Sir Julian King, the man likely to be the UK's last EU commissioner, told MEPs that he will "champion" Europol if he is confirmed as the "commissioner for security union". Speaking at a three-hour public hearing in Strasbourg, King said he would advocate for the UK to remain involved in the agency beyond 2017.
King, currently serving as the UK's ambassador to France, vowed to serve the "European general interest, and only the European general interest" if he is appointed as Britain's top official at the European Commission.
His nomination came after the previous UK commissioner, Jonathan Hill, resigned as financial services chief following the Brexit vote.
"If you'd told me a few months ago that I'd be sitting here I'd probably not have believed you. It is a particular situation," King said in his opening statement to MEPs.
"Some might question how someone nominated by a member state that has voted to leave the Union could be considered for such a vital role. But I believe I can make a real contribution in an area which is at the top of citizens' concerns," he added.

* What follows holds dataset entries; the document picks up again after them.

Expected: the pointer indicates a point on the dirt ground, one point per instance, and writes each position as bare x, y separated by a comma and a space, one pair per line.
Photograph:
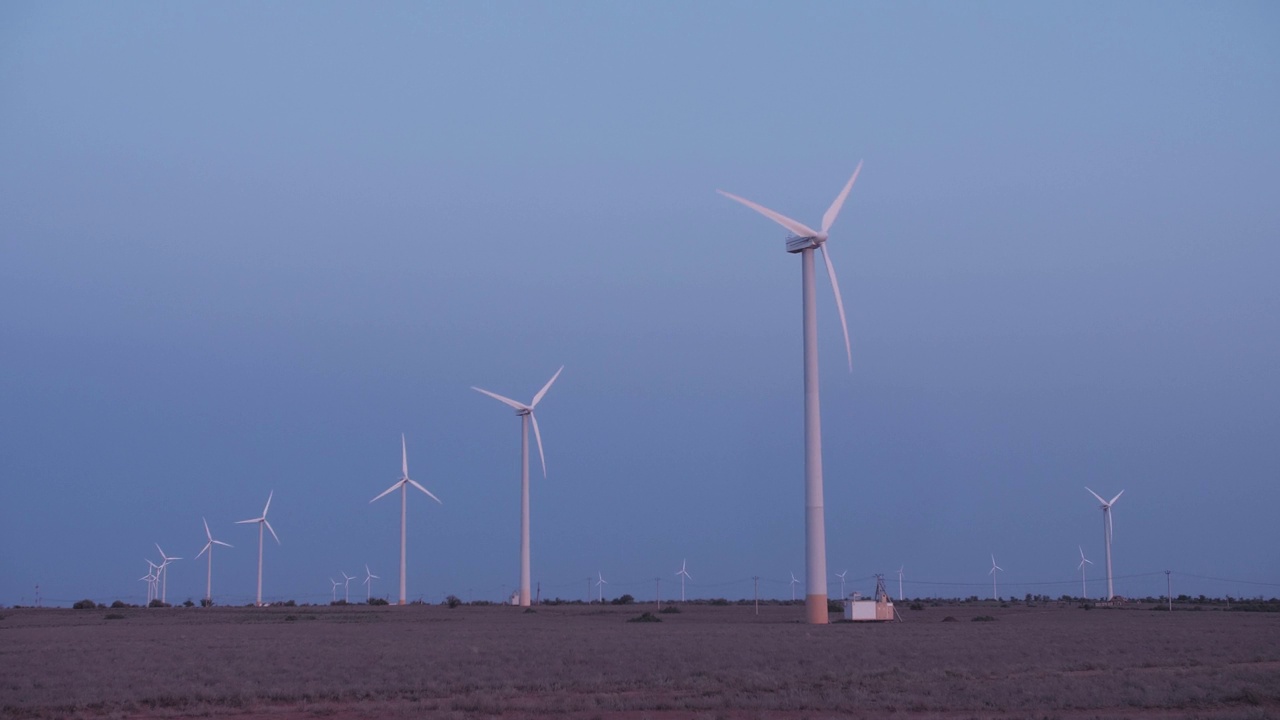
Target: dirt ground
1043, 661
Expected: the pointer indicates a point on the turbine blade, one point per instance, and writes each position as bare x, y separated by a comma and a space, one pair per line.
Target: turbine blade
840, 302
794, 226
426, 491
501, 399
828, 218
545, 387
398, 483
538, 436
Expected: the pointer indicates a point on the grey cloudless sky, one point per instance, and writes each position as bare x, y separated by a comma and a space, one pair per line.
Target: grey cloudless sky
245, 246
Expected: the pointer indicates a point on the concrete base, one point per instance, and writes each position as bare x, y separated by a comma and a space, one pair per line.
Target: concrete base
816, 610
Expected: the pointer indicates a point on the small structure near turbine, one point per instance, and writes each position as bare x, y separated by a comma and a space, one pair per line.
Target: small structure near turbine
880, 610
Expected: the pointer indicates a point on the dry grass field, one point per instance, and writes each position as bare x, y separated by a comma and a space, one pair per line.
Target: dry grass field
586, 661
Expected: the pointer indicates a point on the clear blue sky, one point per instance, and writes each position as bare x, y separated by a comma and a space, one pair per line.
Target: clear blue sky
245, 246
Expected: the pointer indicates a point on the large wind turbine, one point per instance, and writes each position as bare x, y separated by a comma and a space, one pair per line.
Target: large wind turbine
403, 487
1106, 531
209, 548
804, 242
1084, 587
260, 523
526, 417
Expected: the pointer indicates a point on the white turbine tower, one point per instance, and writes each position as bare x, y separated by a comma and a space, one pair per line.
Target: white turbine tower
682, 574
261, 522
805, 241
1084, 588
403, 487
992, 573
526, 417
164, 574
1106, 531
346, 587
209, 548
369, 582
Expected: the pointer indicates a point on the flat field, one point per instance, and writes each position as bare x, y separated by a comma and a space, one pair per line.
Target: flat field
1042, 661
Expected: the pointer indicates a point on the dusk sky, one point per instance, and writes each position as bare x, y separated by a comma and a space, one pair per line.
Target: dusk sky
245, 246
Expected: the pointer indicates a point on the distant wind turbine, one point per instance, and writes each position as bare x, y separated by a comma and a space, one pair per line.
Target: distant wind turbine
209, 548
369, 580
403, 487
526, 418
346, 587
682, 574
164, 574
261, 522
804, 242
992, 573
1084, 588
1106, 532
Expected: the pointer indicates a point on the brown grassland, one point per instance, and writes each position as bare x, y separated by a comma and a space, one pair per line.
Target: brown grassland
1042, 661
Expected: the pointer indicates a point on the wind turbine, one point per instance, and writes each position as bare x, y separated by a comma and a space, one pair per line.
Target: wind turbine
209, 548
1106, 532
682, 574
804, 242
1084, 588
346, 587
403, 487
526, 417
164, 574
261, 522
992, 573
369, 580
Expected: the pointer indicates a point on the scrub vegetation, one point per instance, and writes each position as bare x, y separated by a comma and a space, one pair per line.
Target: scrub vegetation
586, 661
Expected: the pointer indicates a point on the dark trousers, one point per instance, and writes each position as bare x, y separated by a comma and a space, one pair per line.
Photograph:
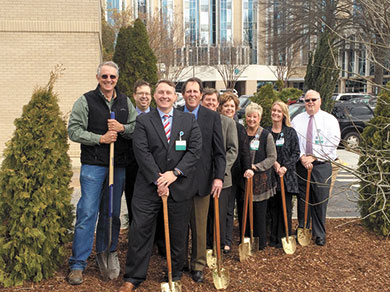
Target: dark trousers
142, 232
230, 215
275, 207
131, 174
223, 208
318, 196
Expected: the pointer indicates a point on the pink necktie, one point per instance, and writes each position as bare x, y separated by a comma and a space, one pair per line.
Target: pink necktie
167, 127
309, 137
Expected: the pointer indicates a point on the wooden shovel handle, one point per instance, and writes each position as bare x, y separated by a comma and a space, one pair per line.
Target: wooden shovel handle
167, 241
248, 188
217, 233
307, 195
284, 206
251, 212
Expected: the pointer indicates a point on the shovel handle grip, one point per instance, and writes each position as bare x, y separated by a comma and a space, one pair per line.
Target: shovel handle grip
167, 240
307, 195
248, 187
283, 193
217, 232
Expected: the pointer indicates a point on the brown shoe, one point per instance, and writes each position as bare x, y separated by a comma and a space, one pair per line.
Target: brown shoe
75, 277
127, 287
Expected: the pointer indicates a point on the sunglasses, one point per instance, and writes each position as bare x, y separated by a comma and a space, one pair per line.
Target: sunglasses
105, 76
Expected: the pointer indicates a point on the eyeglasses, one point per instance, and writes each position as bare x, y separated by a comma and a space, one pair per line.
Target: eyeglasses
105, 76
142, 93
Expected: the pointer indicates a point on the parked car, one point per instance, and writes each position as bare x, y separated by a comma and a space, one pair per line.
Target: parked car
342, 97
244, 101
352, 118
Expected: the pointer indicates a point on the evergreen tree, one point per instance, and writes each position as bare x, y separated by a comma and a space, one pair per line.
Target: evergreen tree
322, 73
135, 58
36, 215
374, 167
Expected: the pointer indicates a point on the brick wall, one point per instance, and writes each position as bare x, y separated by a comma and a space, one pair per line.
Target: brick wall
37, 35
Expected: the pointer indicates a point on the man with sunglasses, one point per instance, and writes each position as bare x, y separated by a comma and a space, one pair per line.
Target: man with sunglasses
91, 126
319, 135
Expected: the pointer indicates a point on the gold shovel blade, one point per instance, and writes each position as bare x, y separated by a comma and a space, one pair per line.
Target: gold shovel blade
221, 280
244, 249
290, 246
176, 287
255, 244
304, 236
211, 259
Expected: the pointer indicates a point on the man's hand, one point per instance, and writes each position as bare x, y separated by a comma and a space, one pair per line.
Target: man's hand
249, 173
276, 166
307, 161
163, 191
282, 171
114, 125
108, 137
166, 178
216, 188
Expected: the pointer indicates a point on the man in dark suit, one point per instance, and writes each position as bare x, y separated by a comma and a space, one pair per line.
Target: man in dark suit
142, 96
167, 145
210, 171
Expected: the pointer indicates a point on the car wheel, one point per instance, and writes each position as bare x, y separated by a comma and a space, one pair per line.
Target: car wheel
352, 140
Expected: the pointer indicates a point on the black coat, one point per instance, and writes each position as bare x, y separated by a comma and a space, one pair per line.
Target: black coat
154, 155
243, 161
288, 155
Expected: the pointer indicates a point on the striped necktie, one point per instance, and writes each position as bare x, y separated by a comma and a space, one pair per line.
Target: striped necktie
167, 127
309, 137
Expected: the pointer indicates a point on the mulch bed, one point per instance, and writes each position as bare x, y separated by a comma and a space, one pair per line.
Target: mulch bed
352, 260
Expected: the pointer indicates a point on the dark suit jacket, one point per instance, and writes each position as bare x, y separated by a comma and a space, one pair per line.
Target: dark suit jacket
212, 161
154, 155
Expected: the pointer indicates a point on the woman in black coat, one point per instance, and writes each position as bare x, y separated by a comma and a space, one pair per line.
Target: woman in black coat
287, 147
228, 106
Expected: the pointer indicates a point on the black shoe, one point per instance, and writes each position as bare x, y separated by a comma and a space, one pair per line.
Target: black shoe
197, 276
320, 241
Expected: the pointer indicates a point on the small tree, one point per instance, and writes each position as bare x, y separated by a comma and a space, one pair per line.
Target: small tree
36, 215
322, 73
135, 58
374, 168
265, 97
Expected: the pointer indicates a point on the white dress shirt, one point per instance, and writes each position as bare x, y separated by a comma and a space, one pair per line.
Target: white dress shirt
326, 134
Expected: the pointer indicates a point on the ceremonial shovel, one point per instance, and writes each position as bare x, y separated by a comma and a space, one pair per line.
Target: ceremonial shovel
171, 286
288, 242
254, 240
211, 259
106, 263
244, 249
304, 234
221, 276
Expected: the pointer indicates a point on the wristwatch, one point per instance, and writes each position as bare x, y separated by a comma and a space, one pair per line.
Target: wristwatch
176, 172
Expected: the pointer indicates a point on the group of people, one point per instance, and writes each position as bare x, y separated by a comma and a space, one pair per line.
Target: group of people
191, 155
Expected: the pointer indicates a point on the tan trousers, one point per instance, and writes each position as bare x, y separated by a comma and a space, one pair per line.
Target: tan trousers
198, 224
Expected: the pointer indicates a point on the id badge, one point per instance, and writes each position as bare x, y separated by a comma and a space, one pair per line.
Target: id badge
255, 144
319, 140
180, 145
280, 142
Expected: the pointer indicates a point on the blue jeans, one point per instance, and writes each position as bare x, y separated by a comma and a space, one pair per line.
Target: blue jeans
94, 201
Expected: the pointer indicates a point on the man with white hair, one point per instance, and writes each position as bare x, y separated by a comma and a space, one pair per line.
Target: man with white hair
319, 135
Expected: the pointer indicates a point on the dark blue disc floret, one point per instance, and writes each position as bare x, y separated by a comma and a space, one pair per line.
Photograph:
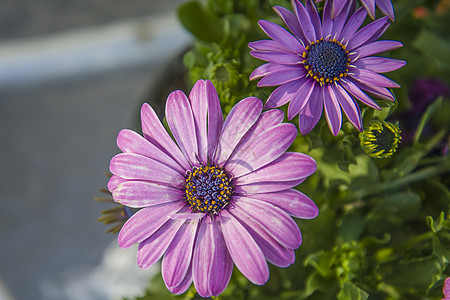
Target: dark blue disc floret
208, 189
326, 60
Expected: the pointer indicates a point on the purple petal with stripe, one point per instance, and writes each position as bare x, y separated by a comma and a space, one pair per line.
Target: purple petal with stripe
141, 194
273, 220
286, 58
333, 111
356, 92
240, 119
291, 201
283, 94
379, 64
260, 151
181, 123
280, 35
134, 166
282, 77
377, 47
152, 249
350, 108
312, 111
305, 21
131, 142
265, 187
267, 45
155, 133
211, 264
290, 166
243, 249
365, 33
353, 24
291, 21
199, 102
145, 222
177, 260
300, 98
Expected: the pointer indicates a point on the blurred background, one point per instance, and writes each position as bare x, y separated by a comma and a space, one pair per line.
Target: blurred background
72, 74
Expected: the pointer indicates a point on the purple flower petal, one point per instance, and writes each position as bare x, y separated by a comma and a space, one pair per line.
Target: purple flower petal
265, 187
243, 249
155, 133
373, 78
333, 111
365, 33
315, 19
377, 47
145, 222
177, 260
181, 123
260, 151
211, 264
131, 142
271, 219
134, 166
350, 108
283, 94
153, 248
280, 35
240, 119
379, 64
353, 24
356, 92
290, 166
277, 57
141, 194
300, 98
291, 201
282, 77
385, 6
312, 111
304, 20
370, 7
199, 102
291, 21
267, 45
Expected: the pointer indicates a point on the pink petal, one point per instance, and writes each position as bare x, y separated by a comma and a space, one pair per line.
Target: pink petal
240, 119
243, 249
155, 133
141, 194
145, 222
260, 151
290, 166
211, 264
177, 260
181, 123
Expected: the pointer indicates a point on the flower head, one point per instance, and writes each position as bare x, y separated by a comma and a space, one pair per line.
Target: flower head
385, 6
380, 139
324, 64
220, 194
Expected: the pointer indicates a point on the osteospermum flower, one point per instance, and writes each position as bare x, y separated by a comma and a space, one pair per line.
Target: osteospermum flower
324, 64
220, 194
385, 6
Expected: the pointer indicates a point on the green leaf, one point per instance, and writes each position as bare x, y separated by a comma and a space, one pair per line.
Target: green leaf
351, 292
200, 22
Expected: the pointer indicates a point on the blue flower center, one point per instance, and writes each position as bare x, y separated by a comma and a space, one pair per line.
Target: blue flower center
326, 60
208, 189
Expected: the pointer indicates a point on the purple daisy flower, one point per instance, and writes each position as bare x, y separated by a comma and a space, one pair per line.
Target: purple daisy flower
220, 194
385, 6
324, 64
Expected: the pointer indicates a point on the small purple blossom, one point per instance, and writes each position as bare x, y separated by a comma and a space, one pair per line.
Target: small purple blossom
220, 195
385, 6
324, 64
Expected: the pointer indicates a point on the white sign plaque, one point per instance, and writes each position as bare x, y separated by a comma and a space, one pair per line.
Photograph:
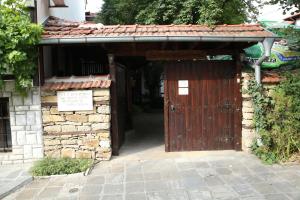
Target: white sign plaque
183, 91
79, 100
183, 83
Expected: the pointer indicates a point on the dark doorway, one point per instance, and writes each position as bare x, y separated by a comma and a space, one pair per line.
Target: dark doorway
146, 107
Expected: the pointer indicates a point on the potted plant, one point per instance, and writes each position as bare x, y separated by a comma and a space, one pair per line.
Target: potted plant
59, 3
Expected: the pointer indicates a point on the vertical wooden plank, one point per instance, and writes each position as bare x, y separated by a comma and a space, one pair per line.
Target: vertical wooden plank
238, 105
41, 73
114, 106
166, 108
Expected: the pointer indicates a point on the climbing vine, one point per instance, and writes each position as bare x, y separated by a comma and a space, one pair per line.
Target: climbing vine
277, 119
18, 40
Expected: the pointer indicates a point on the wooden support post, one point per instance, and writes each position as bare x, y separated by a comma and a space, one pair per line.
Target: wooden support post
114, 105
41, 75
238, 104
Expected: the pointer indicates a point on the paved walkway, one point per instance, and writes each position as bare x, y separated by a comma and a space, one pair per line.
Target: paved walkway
178, 176
13, 178
144, 171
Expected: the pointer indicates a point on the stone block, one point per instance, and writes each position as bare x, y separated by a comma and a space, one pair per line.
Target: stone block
105, 143
77, 118
68, 128
35, 107
84, 128
49, 99
28, 99
52, 129
20, 120
21, 138
84, 154
248, 104
37, 153
53, 118
31, 139
17, 100
9, 86
36, 99
53, 154
248, 116
91, 143
21, 108
103, 135
247, 122
68, 153
99, 118
54, 111
15, 157
105, 98
30, 118
48, 93
6, 94
69, 141
27, 151
100, 126
104, 109
18, 151
39, 137
17, 128
100, 93
52, 142
12, 120
247, 110
14, 138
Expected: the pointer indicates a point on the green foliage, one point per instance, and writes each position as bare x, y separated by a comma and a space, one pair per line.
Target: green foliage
277, 119
51, 166
18, 37
208, 12
287, 6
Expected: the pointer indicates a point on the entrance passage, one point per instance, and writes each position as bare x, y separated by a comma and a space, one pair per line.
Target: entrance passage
147, 134
202, 106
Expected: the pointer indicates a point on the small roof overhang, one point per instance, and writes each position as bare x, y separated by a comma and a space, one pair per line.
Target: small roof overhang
58, 31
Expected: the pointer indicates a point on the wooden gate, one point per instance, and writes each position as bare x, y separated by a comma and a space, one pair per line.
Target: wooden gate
202, 106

King said that he had also "strongly advocated" for the UK to stay part of the EU. "Personally, I have always been proud to be British and proud to be European and see no contradiction between the two," he explained.
"But on 23 June a majority of my compatriots decided they wanted to leave the EU. We must respect that decision. For the avoidance of any doubt, I'd like to make absolutely clear that – subject to confirmation – I will fulfil my tasks to the best of my ability serving the European general interest, and only the European general interest," the UK's ambassador to France said.
King largely fielded questions about counterterrorism from MEPs during the three-hour hearing. His appointment to the European Commission will be decided by a vote at the European parliament on 15 September.